On December 7, the Centers for Disease Control and Prevention (CDC) published a Morbidity and Mortality Week Report (MMWR): “Update: Influenza Activity – United States, October 1 – November 25, 2017.
The most recent influenza (flu) data reported through week 47 (November 19-25, 2017) indicate that flu activity in the United States began to increase in November and continues to increase each week. Influenza A (H3N2) has been identified as the predominant virus in the United States, and past years have shown that H3N2-predominant seasons are associated with greater severity. As flu data can be difficult to predict, it is not possible to say when the 2017-2018 flu season will peak or how severe it will be in the United States. Though data indicate that flu vaccine effectiveness may vary dependent on the virus, it is important to communicate that vaccine offers the best way to prevent flu infection and to reduce the risk of serious flu complications.
As we are in the midst of another flu season, the CDC emphasizes the following key messages:
- Flu activity is increasing – it’s not too late to get vaccinated! CDC recommends that anyone 6 months of age and older who has not been vaccinated this season should get a flu vaccination to protect themselves and loved ones.
- Vaccination of persons at higher risk for flu complications, such as young children, pregnant women, and the elderly, is especially important to decrease their risk of severe illness.

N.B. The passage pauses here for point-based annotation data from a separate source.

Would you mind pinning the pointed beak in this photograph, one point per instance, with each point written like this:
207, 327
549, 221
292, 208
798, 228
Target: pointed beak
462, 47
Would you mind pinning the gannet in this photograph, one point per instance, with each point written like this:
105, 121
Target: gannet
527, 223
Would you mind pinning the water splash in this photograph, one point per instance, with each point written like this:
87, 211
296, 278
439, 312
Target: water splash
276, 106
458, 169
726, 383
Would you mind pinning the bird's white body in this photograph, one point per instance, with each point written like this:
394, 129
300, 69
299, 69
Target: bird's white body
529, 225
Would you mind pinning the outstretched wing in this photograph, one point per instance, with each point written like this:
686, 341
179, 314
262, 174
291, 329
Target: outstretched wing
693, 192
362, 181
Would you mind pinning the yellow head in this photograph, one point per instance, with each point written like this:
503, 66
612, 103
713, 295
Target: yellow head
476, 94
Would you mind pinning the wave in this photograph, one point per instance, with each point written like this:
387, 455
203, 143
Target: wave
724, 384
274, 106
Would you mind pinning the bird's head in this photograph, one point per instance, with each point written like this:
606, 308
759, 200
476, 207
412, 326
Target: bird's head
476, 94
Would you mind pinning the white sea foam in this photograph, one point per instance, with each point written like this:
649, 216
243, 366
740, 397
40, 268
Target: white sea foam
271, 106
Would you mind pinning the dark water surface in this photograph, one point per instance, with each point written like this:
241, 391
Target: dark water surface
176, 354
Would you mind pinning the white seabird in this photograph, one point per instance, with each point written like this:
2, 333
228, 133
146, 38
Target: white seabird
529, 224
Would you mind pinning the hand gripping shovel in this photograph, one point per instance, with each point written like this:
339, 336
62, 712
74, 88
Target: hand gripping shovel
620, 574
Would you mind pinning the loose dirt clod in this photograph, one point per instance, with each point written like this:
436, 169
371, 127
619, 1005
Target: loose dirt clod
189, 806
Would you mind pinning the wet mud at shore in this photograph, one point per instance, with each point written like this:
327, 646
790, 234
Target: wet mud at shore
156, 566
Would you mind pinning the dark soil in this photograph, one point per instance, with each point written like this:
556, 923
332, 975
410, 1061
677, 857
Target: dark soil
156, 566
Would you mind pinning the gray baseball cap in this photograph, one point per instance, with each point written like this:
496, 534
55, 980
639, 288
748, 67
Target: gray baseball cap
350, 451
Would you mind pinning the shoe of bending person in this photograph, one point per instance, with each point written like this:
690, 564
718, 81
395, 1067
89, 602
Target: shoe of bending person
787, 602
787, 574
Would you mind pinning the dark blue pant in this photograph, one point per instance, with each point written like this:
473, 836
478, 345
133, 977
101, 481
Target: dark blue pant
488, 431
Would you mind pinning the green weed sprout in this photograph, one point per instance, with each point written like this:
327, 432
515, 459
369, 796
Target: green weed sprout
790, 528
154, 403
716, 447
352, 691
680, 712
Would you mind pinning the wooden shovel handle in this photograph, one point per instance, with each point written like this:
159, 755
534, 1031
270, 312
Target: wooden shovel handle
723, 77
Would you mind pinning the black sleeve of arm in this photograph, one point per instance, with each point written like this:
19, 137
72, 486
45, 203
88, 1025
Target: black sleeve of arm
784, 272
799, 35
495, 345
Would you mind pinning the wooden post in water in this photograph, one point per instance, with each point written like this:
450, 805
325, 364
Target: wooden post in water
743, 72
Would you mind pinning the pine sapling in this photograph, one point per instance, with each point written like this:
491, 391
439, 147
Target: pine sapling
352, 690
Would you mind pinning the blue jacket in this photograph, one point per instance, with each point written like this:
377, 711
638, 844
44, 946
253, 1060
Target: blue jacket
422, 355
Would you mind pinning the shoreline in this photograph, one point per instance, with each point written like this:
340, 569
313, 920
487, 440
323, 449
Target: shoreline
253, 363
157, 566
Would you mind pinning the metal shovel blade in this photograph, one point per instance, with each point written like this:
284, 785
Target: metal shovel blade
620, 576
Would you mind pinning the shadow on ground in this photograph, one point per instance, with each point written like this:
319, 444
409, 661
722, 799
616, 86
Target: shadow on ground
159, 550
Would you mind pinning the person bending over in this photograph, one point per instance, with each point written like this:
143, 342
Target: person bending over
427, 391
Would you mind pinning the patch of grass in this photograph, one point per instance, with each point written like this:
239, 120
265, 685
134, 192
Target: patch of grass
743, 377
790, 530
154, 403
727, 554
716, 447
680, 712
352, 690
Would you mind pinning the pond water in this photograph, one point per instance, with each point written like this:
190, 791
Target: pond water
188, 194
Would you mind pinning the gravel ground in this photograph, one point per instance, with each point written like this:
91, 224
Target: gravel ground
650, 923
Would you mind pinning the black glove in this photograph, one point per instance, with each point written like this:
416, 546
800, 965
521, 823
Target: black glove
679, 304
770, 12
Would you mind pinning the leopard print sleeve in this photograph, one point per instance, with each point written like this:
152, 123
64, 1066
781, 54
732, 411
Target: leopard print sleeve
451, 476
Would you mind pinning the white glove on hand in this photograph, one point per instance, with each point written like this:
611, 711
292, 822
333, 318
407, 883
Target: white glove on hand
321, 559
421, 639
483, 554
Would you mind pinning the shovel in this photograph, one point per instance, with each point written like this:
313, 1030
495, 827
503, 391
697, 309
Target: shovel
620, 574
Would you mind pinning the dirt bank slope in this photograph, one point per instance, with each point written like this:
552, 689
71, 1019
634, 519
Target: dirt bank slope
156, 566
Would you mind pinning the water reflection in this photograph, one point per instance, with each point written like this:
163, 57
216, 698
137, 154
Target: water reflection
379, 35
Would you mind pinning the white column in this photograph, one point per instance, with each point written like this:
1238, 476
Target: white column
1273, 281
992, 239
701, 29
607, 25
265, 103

Recent data indicate that approximately three out of five people in the United States have not yet received their flu vaccination, and that roughly two out of three pregnant women have not received a flu vaccine this season.
- Flu vaccination can reduce flu illness, doctors’ visits, flu-related hospitalizations, and missed work and school due to flu. The flu can be a serious disease that can lead to hospitalization and sometimes even death. Anyone can get very sick from the flu, including people who are otherwise healthy.